Sunday, July 30, 2006

Kibbutz Malkiya

Watching the excessive pounding of Lebanese villages, its hard to sympathise with the odd rocket hit on Northern Israel. Lebanon is winning the media war by default. Sky News can scarcely hide its Jewish-lobby credentials, focussing on interviewing hawkish types like Netanyahu and avoiding any representation of the other side (in fairness, I imagine Al-Jazeerah and the other Arab channels are doing exactly the same in reverse). Its hard to find any humanity in all this. We now know that British airbases and weapons are complicit in the slaughter on the Israeli side. Knowing a little about the UK weapons trade, there are probably British-made weapons flying into Israel as well.

I think back to my Kibbutz Malkiya days in the late 1980's. I met many lovely people there, some of them scarred by earlier conflicts (a soldier in his late twenties who lost six of his friends in the Lebanon, a late middle-aged man who lost all his family to Auschwitz - he never spoke). Malkiya has yet to be hit this time round (it is right on the border with the exclusion-zone), but they have been bombed in the past. How do we retain our humanity in times like these?


Pieces, bits

I've just spent the past hour reading The Guardian and This Day. Its quite an odd experience; after reading mangled English, incorrect grammar and the lowest possible standards of journalism in every sense for a sustained period, one comes out quite disoriented. But you've heard me complain about Nigerian journalism before so what's new? It would be lovely to read a Nigerian paper and learn something new or incisive about the country, but unfortunately, this doesnt seem possible.
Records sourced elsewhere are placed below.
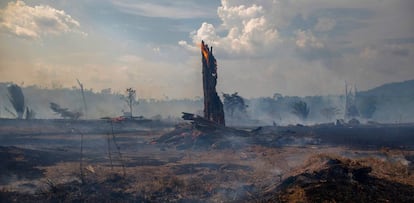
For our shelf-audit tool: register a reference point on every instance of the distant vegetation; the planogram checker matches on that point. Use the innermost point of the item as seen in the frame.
(394, 104)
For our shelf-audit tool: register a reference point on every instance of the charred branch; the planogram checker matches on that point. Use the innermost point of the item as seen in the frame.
(213, 107)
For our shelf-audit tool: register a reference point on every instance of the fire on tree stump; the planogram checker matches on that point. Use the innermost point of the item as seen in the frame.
(213, 107)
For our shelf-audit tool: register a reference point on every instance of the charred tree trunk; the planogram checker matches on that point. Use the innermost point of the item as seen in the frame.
(213, 107)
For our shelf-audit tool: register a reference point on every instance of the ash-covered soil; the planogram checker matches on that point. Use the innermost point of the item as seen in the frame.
(162, 164)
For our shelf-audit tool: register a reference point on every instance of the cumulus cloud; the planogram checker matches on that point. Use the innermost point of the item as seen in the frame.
(325, 24)
(306, 39)
(248, 29)
(28, 22)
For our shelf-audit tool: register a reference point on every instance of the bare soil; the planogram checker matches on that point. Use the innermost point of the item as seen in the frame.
(65, 162)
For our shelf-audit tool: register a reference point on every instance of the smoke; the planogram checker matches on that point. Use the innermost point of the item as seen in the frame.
(16, 98)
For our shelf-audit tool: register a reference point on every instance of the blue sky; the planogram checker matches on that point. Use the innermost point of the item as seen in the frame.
(298, 47)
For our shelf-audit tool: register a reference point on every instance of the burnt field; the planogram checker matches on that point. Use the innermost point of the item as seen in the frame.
(103, 161)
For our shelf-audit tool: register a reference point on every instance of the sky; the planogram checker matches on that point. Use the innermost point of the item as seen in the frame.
(262, 47)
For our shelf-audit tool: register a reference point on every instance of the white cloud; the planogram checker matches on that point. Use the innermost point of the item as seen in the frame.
(248, 30)
(33, 22)
(325, 24)
(174, 9)
(306, 39)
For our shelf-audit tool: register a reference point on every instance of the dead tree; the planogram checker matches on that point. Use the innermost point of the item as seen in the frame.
(83, 99)
(64, 112)
(213, 107)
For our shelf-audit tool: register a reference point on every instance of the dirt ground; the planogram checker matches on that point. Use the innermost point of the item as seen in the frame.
(41, 164)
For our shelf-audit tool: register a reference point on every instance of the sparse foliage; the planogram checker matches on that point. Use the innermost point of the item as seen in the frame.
(300, 109)
(130, 99)
(234, 103)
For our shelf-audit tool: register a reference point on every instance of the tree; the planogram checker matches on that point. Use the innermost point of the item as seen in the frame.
(234, 103)
(329, 112)
(16, 98)
(130, 99)
(300, 109)
(64, 112)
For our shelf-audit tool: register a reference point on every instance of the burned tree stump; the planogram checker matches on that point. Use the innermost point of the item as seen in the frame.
(213, 107)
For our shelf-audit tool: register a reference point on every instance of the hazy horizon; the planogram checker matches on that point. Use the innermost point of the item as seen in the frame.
(295, 48)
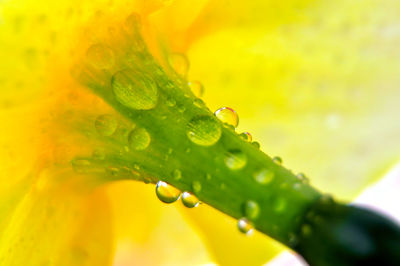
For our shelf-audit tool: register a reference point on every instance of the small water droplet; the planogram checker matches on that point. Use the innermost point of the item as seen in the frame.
(264, 176)
(106, 125)
(199, 103)
(167, 193)
(256, 144)
(190, 200)
(197, 88)
(100, 56)
(277, 160)
(228, 116)
(196, 186)
(177, 174)
(246, 136)
(135, 90)
(235, 159)
(139, 139)
(279, 204)
(179, 63)
(251, 209)
(245, 226)
(306, 230)
(204, 130)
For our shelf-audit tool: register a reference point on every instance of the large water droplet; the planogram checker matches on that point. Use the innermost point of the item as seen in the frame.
(228, 116)
(197, 88)
(264, 176)
(135, 90)
(246, 136)
(190, 200)
(106, 125)
(179, 63)
(204, 130)
(196, 186)
(251, 209)
(167, 193)
(100, 56)
(139, 139)
(235, 159)
(245, 226)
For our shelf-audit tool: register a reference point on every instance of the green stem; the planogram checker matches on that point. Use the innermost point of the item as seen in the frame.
(222, 169)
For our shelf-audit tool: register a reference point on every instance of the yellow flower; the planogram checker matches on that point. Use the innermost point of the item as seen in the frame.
(314, 82)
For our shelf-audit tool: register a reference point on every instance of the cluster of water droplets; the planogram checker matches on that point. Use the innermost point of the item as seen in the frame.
(169, 194)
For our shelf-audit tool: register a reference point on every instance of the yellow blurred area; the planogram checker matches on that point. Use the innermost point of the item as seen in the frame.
(315, 82)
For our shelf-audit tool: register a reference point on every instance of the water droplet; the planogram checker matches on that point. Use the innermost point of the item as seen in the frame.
(99, 154)
(227, 115)
(245, 226)
(264, 176)
(303, 178)
(190, 200)
(279, 204)
(306, 230)
(235, 159)
(256, 144)
(246, 136)
(167, 193)
(139, 139)
(197, 88)
(199, 103)
(106, 125)
(100, 56)
(251, 209)
(204, 130)
(135, 90)
(196, 186)
(177, 174)
(179, 63)
(277, 160)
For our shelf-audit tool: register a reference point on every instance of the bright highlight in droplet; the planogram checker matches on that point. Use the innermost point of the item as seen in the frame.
(228, 116)
(245, 226)
(167, 193)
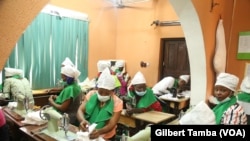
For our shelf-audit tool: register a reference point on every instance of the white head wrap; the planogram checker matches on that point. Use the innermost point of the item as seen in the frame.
(67, 61)
(245, 85)
(101, 65)
(12, 71)
(70, 71)
(227, 80)
(106, 80)
(200, 114)
(138, 79)
(185, 78)
(119, 64)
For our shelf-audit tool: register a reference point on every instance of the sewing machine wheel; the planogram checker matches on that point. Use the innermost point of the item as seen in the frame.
(43, 115)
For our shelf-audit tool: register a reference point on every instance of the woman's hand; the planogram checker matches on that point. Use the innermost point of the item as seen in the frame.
(84, 126)
(95, 134)
(52, 98)
(129, 112)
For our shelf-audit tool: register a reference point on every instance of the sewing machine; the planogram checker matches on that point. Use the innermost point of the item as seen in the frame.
(22, 104)
(56, 121)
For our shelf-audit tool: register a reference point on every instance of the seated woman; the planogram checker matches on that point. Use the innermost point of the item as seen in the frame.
(141, 97)
(227, 110)
(16, 84)
(62, 102)
(123, 78)
(102, 107)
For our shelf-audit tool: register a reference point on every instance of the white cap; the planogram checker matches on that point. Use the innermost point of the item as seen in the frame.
(185, 78)
(119, 63)
(227, 80)
(101, 65)
(200, 114)
(245, 85)
(67, 61)
(70, 71)
(138, 79)
(12, 71)
(106, 80)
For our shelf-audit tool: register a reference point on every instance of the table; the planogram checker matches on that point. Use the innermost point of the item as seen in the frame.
(33, 132)
(154, 117)
(150, 117)
(177, 104)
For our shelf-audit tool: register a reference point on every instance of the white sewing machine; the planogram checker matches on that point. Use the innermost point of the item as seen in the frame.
(56, 121)
(22, 104)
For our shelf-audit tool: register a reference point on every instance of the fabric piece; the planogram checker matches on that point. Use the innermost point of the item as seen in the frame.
(142, 135)
(219, 60)
(138, 79)
(230, 112)
(70, 71)
(146, 100)
(185, 78)
(34, 118)
(227, 80)
(107, 81)
(101, 65)
(119, 64)
(245, 85)
(13, 87)
(200, 114)
(70, 91)
(12, 71)
(96, 114)
(67, 61)
(161, 86)
(84, 136)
Instead, one reads a mixture of hagiographic encomiums from sycophants, planted stories and over-long letters from various marginalised souls. One learns more about the country from talking to everyday people, not from getting ink rubbed off on the hands from the papers..

A couple of stories did however leap out at me. The first is that Covenant University, an evangelical institution run by the Winner's Chapel crew headed by Pastor David Oyedepo, has just celebrated their first graduation ceremony. Curiously, all graduands were asked to submit a blood sample before they could go forward to graduate. Quite why the sample was needed was not explained. Perhaps its yet another example of the practice of covert HIV screening that seems to be gaining ground in the country. A case against covert screening needs to be made loud and clear. This being Nigeria, it will probably come out quiet and muddled.

The second story concerns another pastor in Lagos, who has a practice of setting sinners alight, by setting fire to the ground and then getting fallen flock to roll in it. Meanwhile, the papers are all leading on the story that British Police have come over to help the investigation into the Funso Williams assassination. There seems to be some prestige attached to the fact that police from overseas are involved. Perhaps this reflects a genuine determination to find the culprits (after so many unsolved political assassinations). I wonder how easy the job will be if the murder scene was not left intact? The obvious question that no journalist bothers to ask is what does it say about the Nigerian Police force that outside 'experts' have to be brought in?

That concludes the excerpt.